Ein Kultobjekt schwebt durch die Zeit
Es gibt viele Möglichkeiten, von A nach B zu kommen. Wenn eine Stadt aber bereits zum dritten Mal auf einer deutschen Briefmarke verewigt wird – und zusätzlich noch auf einer Gedenkmünze –, weil die Menschen dort eben auf ganz besondere Weise transportiert werden, dann ist das schon eine Auszeichnung. Die Schwebebahn fährt nur in Wuppertal – und das seit 125 Jahren. Das Postwertzeichen, das am 8. Januar 2026 erschienen ist, vereint eine historische und eine moderne Ansicht der Bahn und schlägt so die Brücke zwischen Vergangenheit und Zukunft.

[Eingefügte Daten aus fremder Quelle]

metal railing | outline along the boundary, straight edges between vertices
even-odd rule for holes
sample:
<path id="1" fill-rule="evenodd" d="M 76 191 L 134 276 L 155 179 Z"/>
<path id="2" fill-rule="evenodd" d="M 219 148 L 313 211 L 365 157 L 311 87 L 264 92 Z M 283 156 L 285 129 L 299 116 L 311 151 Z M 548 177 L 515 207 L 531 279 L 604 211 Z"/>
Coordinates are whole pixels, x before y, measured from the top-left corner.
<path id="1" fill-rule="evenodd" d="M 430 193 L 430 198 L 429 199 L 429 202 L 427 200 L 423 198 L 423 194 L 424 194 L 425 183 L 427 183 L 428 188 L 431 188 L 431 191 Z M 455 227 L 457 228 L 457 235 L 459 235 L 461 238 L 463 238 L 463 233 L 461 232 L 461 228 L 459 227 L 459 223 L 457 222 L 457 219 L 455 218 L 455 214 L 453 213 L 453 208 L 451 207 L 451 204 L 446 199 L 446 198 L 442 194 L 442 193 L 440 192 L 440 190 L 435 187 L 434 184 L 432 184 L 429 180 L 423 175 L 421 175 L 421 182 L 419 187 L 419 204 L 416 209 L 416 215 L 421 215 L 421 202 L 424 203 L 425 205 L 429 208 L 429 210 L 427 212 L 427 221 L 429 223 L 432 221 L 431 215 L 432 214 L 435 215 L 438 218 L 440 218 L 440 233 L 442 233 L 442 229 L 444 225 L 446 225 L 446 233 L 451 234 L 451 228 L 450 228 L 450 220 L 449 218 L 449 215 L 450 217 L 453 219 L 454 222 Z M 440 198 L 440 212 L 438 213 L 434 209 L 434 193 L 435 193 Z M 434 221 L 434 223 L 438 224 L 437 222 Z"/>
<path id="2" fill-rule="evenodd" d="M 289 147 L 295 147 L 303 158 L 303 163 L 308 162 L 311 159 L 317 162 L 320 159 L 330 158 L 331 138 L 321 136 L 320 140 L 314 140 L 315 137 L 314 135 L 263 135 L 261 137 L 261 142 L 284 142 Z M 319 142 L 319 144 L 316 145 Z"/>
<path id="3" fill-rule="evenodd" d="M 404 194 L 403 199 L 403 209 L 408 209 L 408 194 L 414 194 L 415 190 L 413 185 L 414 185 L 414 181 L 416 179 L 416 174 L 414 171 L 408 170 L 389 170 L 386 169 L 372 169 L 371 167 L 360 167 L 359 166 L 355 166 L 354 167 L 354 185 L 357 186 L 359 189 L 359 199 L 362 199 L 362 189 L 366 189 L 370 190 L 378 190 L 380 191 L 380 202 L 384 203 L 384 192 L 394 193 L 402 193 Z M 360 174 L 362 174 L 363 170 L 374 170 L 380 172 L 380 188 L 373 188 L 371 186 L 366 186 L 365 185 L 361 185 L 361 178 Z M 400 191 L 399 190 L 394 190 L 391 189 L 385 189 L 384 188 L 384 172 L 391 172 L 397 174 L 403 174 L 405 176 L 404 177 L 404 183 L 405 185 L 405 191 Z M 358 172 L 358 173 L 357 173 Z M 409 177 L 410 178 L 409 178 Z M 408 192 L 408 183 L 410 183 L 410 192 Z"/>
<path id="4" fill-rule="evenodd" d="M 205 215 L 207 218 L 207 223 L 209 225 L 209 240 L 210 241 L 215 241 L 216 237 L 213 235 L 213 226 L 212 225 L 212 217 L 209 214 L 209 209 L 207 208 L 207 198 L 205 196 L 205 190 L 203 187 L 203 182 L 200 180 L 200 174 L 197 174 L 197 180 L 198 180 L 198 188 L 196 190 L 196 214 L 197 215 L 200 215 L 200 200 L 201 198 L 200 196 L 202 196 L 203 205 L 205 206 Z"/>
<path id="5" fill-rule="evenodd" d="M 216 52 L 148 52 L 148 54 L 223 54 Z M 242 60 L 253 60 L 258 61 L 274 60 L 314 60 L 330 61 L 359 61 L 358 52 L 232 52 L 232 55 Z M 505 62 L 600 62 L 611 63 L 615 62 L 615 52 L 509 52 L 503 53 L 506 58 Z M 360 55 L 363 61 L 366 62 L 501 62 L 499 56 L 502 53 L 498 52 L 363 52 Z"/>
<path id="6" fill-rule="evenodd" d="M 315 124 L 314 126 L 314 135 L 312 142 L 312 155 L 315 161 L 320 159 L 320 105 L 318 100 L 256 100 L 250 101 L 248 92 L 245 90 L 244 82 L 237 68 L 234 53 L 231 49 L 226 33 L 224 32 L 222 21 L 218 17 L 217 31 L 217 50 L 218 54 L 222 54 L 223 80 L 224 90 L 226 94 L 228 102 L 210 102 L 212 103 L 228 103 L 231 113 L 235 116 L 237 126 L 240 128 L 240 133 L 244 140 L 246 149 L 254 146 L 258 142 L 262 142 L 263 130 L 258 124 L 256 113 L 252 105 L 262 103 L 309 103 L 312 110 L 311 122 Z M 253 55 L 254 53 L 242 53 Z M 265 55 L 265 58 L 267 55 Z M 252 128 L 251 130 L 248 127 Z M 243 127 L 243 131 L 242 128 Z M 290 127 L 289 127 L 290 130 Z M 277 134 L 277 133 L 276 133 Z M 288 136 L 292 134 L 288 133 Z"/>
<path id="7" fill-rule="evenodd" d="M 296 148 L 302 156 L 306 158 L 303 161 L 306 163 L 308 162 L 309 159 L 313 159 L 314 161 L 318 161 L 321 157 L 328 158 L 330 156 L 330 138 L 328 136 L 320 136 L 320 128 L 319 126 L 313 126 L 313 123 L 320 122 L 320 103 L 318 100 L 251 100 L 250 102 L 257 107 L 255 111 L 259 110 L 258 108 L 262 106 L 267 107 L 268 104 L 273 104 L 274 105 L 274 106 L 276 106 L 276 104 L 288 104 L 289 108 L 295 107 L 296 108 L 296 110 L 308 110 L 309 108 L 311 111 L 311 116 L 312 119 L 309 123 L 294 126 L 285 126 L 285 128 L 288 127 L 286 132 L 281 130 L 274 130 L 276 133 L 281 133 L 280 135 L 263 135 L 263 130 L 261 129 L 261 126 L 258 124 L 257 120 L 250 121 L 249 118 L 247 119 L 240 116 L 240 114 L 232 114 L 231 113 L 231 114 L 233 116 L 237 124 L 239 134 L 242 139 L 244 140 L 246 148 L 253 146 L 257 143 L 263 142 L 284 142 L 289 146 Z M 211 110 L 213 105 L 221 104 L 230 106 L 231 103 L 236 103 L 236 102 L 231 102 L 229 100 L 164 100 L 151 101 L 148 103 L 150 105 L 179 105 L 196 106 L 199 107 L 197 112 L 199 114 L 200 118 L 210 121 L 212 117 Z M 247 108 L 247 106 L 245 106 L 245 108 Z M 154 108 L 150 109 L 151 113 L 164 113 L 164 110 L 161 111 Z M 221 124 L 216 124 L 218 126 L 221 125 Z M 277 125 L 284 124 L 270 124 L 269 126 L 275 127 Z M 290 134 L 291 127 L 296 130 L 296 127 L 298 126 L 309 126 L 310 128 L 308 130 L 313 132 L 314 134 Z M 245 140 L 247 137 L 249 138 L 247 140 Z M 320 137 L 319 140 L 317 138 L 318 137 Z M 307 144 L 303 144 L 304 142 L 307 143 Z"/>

Denn während sich Wuppertal bereits vor Jahrzehnten von seiner Straßenbahn verabschiedet hat, fährt die Schwebebahn unbeirrt weiter – von ein paar längeren Zwangspausen abgesehen. Dabei war das Wunderwerk der Technik bei den ersten Tests Ende des 19. Jahrhunderts keineswegs unumstritten. Einige Kritiker verdammten es als „Satanswerk“, Karikaturen nahmen die technische Neuerung bissig aufs Korn. Am Ende kam sie doch. Und Kaiser Wilhelm II. war samt Gattin Auguste Viktoria als A-Promi seiner Zeit Stargast auf einer der ersten offiziellen Fahrten.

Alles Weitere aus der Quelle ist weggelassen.